Rasika has several chutneys that are a departure from the usual onion and tamarind found at most Indian restaurants. This savory-sweet condiment is delicious with bread, fish, and chicken. Store in a sealed container, refrigerated, or freeze in 1 cup containers.
Adapted from Chef Vikram Sunderam, Rasika Restaurant, Washington, D.C.
3½ to 4 pounds tomatoes, peeled, seeded, and chopped
¼ cup mustard oil
1¾ teaspoons fennel seeds
¾ teaspoon mustard seeds
¼ teaspoon fenugreek seeds
1 teaspoon cumin seeds
¾ teaspoon onion seeds (also called kalonji or nigella)
6 bay leaves
½ teaspoon turmeric powder
½ teaspoon red chili powder, or to taste
1 cup jaggery or light brown sugar, packed
1¼ cup golden raisins
½ teaspoon salt, or to taste
1. In a large saucepan or skillet, heat the oil to smoking point over high heat. Remove from heat and let it cool till hot but not smoking. Add the fennel, mustard, fenugreek, cumin, and onion seeds and the bay leaves and let them crackle.

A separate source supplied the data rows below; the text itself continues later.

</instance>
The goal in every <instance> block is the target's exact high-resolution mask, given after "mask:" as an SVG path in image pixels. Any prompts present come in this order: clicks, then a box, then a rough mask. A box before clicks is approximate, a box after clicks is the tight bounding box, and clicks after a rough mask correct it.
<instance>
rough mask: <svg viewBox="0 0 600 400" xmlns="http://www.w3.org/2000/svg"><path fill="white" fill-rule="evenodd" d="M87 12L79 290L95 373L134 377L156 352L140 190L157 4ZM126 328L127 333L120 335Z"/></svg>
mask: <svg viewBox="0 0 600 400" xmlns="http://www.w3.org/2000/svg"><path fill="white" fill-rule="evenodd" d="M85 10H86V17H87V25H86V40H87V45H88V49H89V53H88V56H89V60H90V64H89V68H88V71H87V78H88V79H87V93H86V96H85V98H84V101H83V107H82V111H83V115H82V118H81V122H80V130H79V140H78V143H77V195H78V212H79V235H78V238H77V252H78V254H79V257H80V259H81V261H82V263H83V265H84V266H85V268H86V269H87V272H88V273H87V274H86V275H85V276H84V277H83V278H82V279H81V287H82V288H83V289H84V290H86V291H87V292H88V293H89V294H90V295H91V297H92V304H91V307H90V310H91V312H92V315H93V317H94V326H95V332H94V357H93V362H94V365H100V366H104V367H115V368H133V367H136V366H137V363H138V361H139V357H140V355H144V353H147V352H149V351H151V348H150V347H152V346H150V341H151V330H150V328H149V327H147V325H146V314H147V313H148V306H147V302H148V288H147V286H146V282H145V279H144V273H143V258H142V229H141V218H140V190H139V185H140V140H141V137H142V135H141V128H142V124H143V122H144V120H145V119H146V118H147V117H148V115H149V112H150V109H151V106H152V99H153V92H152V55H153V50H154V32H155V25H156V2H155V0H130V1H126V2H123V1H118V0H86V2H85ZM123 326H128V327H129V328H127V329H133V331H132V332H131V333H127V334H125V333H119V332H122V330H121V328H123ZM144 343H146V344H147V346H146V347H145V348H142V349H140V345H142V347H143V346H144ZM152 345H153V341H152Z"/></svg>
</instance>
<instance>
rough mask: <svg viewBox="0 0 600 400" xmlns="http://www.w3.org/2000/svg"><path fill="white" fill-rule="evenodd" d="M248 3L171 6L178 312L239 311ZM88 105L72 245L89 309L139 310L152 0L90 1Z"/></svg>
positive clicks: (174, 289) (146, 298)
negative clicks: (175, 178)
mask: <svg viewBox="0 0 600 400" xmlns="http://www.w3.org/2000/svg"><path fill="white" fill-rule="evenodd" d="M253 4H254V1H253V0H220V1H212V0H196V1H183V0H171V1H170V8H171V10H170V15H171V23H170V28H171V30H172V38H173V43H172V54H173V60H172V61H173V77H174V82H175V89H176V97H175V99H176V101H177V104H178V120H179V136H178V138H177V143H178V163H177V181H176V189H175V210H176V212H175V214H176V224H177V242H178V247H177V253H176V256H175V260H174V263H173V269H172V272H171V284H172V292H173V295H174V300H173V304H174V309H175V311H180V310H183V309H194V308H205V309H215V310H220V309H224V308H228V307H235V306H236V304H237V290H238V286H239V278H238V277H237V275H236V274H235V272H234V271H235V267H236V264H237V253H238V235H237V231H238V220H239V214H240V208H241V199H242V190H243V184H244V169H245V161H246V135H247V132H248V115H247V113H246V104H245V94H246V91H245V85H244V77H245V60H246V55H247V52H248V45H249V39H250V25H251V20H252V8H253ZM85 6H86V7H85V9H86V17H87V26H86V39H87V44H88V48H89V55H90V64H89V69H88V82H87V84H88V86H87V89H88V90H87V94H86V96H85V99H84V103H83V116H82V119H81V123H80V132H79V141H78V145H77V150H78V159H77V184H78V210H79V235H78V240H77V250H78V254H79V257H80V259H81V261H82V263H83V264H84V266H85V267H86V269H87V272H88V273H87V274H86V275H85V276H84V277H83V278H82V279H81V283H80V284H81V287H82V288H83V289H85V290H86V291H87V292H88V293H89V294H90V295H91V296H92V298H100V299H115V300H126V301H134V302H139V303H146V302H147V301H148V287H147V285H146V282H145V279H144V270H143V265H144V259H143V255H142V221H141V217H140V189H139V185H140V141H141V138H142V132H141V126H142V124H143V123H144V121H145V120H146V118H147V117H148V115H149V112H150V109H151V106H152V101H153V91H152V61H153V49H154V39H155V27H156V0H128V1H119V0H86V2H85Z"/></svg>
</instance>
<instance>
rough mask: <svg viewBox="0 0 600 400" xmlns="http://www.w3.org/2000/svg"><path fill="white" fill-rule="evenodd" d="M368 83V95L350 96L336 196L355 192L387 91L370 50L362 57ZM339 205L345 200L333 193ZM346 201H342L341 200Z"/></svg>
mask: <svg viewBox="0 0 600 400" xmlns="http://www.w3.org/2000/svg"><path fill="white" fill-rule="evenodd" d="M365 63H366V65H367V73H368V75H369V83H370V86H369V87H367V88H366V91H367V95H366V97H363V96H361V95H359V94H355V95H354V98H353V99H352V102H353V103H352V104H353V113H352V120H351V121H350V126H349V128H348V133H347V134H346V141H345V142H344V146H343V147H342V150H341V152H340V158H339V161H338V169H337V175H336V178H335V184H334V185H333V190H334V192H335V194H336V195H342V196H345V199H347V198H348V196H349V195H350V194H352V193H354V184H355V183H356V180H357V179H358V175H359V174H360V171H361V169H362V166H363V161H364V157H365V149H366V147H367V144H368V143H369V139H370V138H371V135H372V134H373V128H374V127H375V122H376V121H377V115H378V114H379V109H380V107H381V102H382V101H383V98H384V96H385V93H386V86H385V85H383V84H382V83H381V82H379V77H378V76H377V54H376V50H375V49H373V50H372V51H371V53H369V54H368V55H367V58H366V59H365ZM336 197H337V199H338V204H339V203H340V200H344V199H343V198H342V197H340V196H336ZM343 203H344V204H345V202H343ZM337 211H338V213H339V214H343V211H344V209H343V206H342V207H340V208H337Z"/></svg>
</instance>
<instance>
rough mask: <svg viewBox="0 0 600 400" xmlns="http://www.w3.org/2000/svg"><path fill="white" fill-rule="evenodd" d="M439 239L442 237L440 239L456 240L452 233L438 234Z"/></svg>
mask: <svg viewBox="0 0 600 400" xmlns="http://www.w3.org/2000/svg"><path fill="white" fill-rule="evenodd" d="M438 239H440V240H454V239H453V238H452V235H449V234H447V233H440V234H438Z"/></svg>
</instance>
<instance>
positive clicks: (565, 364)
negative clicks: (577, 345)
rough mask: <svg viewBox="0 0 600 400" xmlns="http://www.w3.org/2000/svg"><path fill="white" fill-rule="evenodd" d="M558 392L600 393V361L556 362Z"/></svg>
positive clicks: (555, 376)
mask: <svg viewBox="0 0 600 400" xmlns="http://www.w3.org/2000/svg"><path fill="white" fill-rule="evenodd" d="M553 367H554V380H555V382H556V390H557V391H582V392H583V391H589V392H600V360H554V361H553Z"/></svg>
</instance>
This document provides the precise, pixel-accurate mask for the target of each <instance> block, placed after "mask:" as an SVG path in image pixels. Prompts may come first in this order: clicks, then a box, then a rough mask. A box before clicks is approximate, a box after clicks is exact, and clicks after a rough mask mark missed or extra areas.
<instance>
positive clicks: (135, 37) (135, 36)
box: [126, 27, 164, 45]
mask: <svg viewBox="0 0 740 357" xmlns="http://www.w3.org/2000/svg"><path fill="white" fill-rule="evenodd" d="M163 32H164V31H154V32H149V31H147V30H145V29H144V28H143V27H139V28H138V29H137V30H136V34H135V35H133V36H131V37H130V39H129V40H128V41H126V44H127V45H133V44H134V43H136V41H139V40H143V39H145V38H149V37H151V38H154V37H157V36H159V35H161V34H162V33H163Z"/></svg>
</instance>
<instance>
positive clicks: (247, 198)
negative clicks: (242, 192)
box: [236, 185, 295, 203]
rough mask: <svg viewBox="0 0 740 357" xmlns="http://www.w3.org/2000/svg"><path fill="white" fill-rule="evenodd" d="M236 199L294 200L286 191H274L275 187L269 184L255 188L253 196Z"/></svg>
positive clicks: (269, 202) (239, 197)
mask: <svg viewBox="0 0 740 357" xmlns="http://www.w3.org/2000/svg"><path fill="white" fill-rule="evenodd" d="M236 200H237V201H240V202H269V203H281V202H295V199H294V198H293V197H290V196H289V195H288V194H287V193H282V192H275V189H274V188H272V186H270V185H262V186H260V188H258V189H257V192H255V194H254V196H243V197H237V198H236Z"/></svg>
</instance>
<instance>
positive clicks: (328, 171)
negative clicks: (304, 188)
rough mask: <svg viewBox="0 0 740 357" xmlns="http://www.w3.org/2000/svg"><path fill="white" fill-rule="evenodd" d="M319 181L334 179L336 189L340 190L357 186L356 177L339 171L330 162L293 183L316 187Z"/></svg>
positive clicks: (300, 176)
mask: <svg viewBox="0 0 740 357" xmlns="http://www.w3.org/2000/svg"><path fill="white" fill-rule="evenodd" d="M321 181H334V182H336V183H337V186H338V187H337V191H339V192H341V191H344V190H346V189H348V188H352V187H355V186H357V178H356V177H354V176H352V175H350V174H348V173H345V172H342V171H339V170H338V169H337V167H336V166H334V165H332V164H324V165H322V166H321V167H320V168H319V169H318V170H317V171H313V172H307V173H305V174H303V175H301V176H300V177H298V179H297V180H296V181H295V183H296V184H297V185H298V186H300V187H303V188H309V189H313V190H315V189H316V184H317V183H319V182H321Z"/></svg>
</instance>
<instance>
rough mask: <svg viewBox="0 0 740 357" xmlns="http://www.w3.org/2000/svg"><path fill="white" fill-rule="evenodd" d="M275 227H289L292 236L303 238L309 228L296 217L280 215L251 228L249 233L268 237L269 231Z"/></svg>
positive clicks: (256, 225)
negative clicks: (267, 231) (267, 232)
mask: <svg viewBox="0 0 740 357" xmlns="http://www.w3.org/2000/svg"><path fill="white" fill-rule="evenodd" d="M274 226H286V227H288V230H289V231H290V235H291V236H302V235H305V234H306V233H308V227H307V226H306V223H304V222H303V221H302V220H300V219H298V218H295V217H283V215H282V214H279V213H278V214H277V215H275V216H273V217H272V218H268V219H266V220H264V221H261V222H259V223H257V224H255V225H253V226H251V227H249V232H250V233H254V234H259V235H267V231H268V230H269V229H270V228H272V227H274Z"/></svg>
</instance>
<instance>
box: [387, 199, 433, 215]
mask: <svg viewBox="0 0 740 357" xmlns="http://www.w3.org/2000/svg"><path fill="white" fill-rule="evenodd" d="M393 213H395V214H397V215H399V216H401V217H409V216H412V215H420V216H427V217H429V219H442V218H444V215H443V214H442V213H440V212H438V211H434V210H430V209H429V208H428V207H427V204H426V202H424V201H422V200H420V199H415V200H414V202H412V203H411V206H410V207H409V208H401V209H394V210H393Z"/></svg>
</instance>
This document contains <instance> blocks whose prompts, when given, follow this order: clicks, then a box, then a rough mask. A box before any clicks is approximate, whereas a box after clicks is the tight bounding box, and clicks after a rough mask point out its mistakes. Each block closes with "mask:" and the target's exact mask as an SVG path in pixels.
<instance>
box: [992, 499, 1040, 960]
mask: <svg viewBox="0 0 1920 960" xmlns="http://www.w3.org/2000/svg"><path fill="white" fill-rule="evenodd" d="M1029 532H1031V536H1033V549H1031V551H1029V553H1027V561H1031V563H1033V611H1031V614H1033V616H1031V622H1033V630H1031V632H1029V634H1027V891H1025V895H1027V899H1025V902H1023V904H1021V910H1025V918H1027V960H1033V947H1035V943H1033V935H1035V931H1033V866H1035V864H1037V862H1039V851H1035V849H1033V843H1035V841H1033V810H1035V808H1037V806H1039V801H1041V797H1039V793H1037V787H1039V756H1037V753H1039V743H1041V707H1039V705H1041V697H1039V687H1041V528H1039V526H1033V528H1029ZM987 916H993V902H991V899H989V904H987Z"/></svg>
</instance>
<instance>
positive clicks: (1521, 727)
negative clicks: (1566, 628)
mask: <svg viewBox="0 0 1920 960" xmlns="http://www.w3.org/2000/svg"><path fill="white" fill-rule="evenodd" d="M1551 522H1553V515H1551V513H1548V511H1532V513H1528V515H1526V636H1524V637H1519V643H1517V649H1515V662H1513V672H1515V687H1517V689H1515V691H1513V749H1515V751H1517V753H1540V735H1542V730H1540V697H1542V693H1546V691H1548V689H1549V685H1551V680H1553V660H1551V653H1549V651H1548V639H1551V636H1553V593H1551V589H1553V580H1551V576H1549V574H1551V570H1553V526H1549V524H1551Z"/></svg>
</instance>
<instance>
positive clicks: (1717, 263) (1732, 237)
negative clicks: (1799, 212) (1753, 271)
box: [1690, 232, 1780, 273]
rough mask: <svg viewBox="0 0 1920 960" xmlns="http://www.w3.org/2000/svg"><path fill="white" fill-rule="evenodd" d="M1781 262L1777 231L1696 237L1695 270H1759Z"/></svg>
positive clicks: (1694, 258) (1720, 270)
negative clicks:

2. Turn on heat to medium-high and add the tomatoes, chili powder, turmeric, and jaggery or brown sugar. Stir and cook until tomatoes start to soften, then add raisins. Continue cooking until slightly reduced and paste-like. Stir in salt to taste. Remove bay leaves and discard. Serve as is, chunky with the raisins, or puree in a food processor blender. Let cool to room temperature, then store in a sealed container, refrigerated, or freeze. Serve chilled or at room temperature as an accompaniment to breads and meats.